Michael And Stormie Omartian / The Builder (1980年) – アルバム・レビュー

2019年11月12日

おすすめのアルバムをショート・レビューで紹介する「アルバム・レビュー」。今日は、Michael And Stormie Omartianの1980年のアルバム『The Builder』の紹介です。

Michael And Stormie Omartian / The Builder (1980年) フロント・カヴァー

Michael Omartianはアメリカを代表する音楽プロデューサーの一人。Christopher CrossやPeter Cetera, Michael Bolton, Whitney Houstonなどのアルバムをプロデュースして数々のヒットを飛ばしたほか、1985年にはQuincy Jonesと共同で「We Are The World」をプロデュースしたことでも知られている。

また、キーボード奏者やシンガー・ソングライターとしても活動しており、ソロ・アルバムや奥様のStormieとの共同名義のアルバムを何作か残している。この『The Builder』は4作目。夫妻名義のアルバムとしては、2作目になる。

Omartian夫妻はアルバムの制作時に家を新築中だったようで、そのことが "The Builder" というタイトルや、家の骨組みを描いたフロント・カヴァーに表れている。また、ミュージシャンのクレジットを "Construction Crew (建築作業員)" と書いたり、ドラムスやベースを "Foundation (土台)"、ホーンズを "Framing (枠組み)"、ソリストを "Finish Work (仕上げ)" と記すなど、ユーモアがあって面白い。

曲作りに関しては、奥様が作詞を、Michaelが作曲を担当。メロディアスでカラフルで、聴いていて楽しい曲が多い。リード・ヴォーカルも二人で分担しており、とても息が合っている。

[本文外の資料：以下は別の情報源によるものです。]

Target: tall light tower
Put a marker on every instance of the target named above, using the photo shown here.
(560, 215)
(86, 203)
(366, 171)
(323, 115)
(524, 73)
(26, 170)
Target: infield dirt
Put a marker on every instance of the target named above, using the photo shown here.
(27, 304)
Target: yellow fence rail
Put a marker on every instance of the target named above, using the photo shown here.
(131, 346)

リード・ギターは、Jay GraydonとPhil Keaggyが担当。「The Only Thing Missing Is You」の滑らかでエレガントなギターは、一聴してJay Graydonと分かる。また、「Big Time」の冒頭で、"受話器で会話する男二人" をMichaelと演じているのはJay Graydonである。

一方のPhil Keaggyは、60年代からプロとして活動するギターの名手。ラストの「End Times」のソロなどは、なかなかスリリングだ。中田利樹氏の書いたライナー・ノーツによると、Eddie Van Halenが「ギターに関する質問は俺なんかじゃなく、Phil Keaggyに訊いてくれよ」と語ったとか。

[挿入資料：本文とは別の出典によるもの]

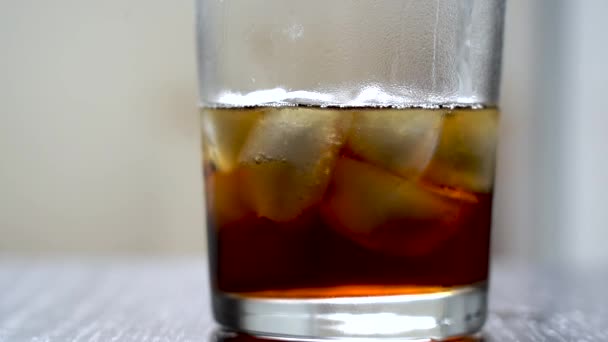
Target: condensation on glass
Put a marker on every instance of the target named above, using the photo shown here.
(348, 156)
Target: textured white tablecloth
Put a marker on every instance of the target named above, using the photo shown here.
(167, 300)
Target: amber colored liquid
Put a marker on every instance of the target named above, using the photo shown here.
(311, 202)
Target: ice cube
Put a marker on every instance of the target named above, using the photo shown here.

本作は2000年にクール・サウンドから世界初CD化された。素敵なAORを楽しめるアルバムなのに、その後の再発がないのが残念…。

●収録曲
  1. Charlie's Dream - 3:53
  2. The Only Thing Missing Is You - 3:58
  3. The Builder - 3:53
  4. Mr. Trash Man - 3:40
  5. Anything You Ask Of Me - 3:50
  6. Dr. Jesus - 4:20
  7. Big Time - 5:02
  8. Half Past Three - 3:20
  9. End Times (The Signs Are Clear) - 5:53

◆プロデュース: Michael Omartian(ar, vo, k, per)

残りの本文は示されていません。